Data privacy is more crucial than ever in this era of remote work and home offices. Companies must leverage multi-factor authentication (MFA), complex passwords, idle-session timeouts and strict security controls, while employees should also always lock their screens when not in use, do not permit unauthorized individuals to use or access company equipment, and be given the bare minimum permissions needed to do their jobs.
SEE: Social engineering: A cheat sheet for business professionals (free PDF) (TechRepublic)
Good data privacy isn’t just a set of policies and procedures; it’s a philosophy in itself. I spoke to cybersecurity philosopher and implementer Eve Maler, interim CTO at identity platform provider ForgeRock.
Scott Matteson: What are the challenges involved in data privacy?
Eve Maler: Data privacy today involves building a pyramid of solutions. Data protection is the first layer in the pyramid: This is where you work on the security of personal data. The second layer is data transparency: Here you need to inform people what you collected and want to collect about them and how you use it. The third layer is data control: Giving consumers choice and authority over what is collected about their own lives.
Regulations, such as the GDPR and the California Consumer Privacy Act (CCPA), have been enacted in order to hold companies more accountable than ever before for providing greater protection, transparency, and control to consumers over personal data.
Scott Matteson: What can companies do to implement solutions for data control?
Eve Maler: There are four steps companies can take to strengthen consent management and make a difference to earn trust when handling precious consumer data in 2020:
- Identify where digital transformation opportunities and user trust risks intersect. Users are more skeptical these days, but organizations analyze and use those trust gaps to discover new data privacy opportunities for their consumers as they look to digitally transform.
- Consider personal data as a joint asset. It’s easy for the risk leads within a company to say data subjects own their own personal data, but business leaders have incentives to leverage that data for the value it brings to their business model, which changes the equation. All the stakeholders within an organization need to come together and think about data as a joint asset in which all parties, including consumers themselves, have a stake.
- Lean into consent. A business often will have a choice to offer consent to end-users rather than just taking data. Seek to offer the option to the end-user—there are benefits when building trust with skeptical consumers.
- Take advantage of consumer identity and access management (CIAM) for building trust. Identity management platforms, automate and provide visibility into the entire IAM lifecycle, all while allowing end-users to retain the controls to manage their own profiles, passwords, privacy settings, and personal data.
Scott Matteson: How does data privacy differ for consumers versus businesses?
Eve Maler: Consumers love taking part in the connected world, but to do so, they must share personal data. Millions of people are unaware and uninformed about how their personal information is being used, collected or shared in our digital society. Regulations like GDPR and CCPA put a premium on gathering consent from individuals, empowering them to take control over their data.
For businesses, implementing data privacy regulations, such as GDPR or CCPA, should be viewed as an opportunity to build trust with consumers. Data transparency and data control enhance the relationship businesses have with consumers. Businesses should deploy comprehensive identity management and robust consent management systems to ensure there are not only mechanisms that act as their first line of defense for protecting consumer data, but also strengthen the bonds of digital trust for all service users.
SEE: Report: SMB’s unprepared to tackle data privacy (TechRepublic Premium)
Scott Matteson: I myself have advocated for years that people not take those social media quizzes to see what kind of flower they are, or which reveal private information to others. I’ve also instructed my kids never to create online accounts with any personal data such as their date of birth. Speaking of social media, I see a growing trend among many to abandon social media entirely. Is it too drastic of a step? If so, what are some options people can take to be able to use social media with minimal risk?
Eve Maler: Governments are going to continue to put pressure on the tech giants, which will respond by trying to self-regulate to overcome increasing laws that threaten their business models.
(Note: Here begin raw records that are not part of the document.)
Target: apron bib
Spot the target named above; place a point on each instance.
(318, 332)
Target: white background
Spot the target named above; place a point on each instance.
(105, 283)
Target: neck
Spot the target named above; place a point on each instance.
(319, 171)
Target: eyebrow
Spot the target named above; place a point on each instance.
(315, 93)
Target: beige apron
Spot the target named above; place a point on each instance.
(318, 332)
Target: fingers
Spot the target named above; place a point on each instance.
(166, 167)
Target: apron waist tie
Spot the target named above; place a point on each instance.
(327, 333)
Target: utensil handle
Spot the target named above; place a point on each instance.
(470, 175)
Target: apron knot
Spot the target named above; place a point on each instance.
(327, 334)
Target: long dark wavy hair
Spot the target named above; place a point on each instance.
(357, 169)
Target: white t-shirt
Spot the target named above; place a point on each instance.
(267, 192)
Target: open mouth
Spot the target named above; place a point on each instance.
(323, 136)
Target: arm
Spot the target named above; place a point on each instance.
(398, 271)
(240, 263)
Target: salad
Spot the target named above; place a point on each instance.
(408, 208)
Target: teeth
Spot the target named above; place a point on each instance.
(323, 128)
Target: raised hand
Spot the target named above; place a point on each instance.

The privacy hits are going to continue for social and tech giants, and they are going to continue to prove that they don’t deserve consumers’ trust.
The big social networks have more to fear than privacy laws. Greater attention will be paid to dark patterns in 2020, which will encourage legislators and regulators likewise to pay broader attention to antitrust and consumer protection threats. Consumers will not leave their social networks, but we’ll see increased consumer protection laws as a result.
As consumers move toward a personalized experience while seeking a real measure of privacy, they should take advantage of the privacy options that their social network provides and be especially careful about connecting third-party applications.
Scott Matteson: How will privacy concerns/remedies be shaped in the future?
Eve Maler: Privacy remedies and concerns have already begun to shape how enterprises feel toward improving data inventories and data hygiene controls. The US lacks a digital single market around privacy laws. As a result, we are suffering, and we are under pressure to create better regulatory efficiencies. A unified federal-level push to regulate privacy is coming, essentially a US-wide version of the digital single market goal of GDPR, extending outward from CCPA.